Part IV: $MLN Token Burns
MLN is a disinflationary token, since only a maximum amount of up to 300,600 MLN can be minted per year. This means that, as a function of total market cap, the percentage of new tokens minted each year will continually decrease over time.
In other words, the percentage of new tokens (as a function of total market cap) that are minted in year 10 of the project’s existence will be dramatically lower (by several multiples) than it was in year 1 of the project.
But there are other factors at play, too:
i) While the Enzyme council can mint up to 300,600 MLN per year, this is only intended to fund critical development, maintenance and marketing activities. As the protocol matures, the funding needs should theoretically also decrease in MLN terms. Excess tokens are reviewed by the council on an annual basis, deleted from the token balance and burned, thus reducing the total supply by that amount.
ii) Now that the AUM based fee has kicked in, the MLN fees generated will be collected and burnt.
Both of these factors remove more supply, which in theory should benefit token holders and investors. Eventually, with enough usage, the hope is that the protocol becomes deflationary (ie. overall supply decreases in absolute terms year on year).
On Tuesday August 9th, 2022, the Enzyme council voted in favour of an additional token burn in the amount of 54,669 MLN tokens (an approximate value of $1.5M at the time of writing). You can view that transaction on Etherscan here.
Since MLN’s token migration in 2019, the Enzyme council has burned a total of 382,125 MLN tokens. You can track and monitor this figure here.
This means that, in three years, the Enzyme council has effectively burned 18.2% of the total circulating supply of MLN tokens.

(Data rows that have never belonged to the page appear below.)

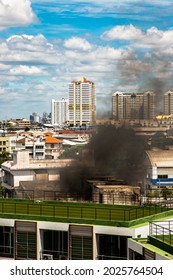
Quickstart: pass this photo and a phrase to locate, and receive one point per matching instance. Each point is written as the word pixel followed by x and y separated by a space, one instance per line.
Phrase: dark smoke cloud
pixel 147 74
pixel 116 152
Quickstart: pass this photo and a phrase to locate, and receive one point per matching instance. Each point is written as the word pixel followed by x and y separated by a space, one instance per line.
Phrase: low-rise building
pixel 34 230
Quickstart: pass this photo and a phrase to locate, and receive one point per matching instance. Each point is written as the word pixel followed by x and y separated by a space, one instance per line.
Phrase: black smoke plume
pixel 112 151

MLN tokens burned = 382,125
MLN circulating supply = 2,093,198
MLN tokens burned / MLN circulating supply = 18.2%
Part V: Maintaining AUM Growth through the Bear Market
We’ve seen phenomenal growth over the last 18–24 months, whichever way you look at it. Our TVL was hit quite hard recently due to the fact our largest user since March has been Celsius. These redemptions were unfortunately a result of the liquidity conditions which Celsius found itself in. Importantly, Celsius’ on-chain product (the Celsius-X bridge) was never compromised and the cxTokens remained transparently and verifiably 1–1 backed with Enzyme and Chainlink’s Proof of Reserve at all times.
Despite being well into a bear market now, this is not our first. Enzyme and its ecosystem of builders are well funded which will enable us to focus on building and growing for the next DeFi summer.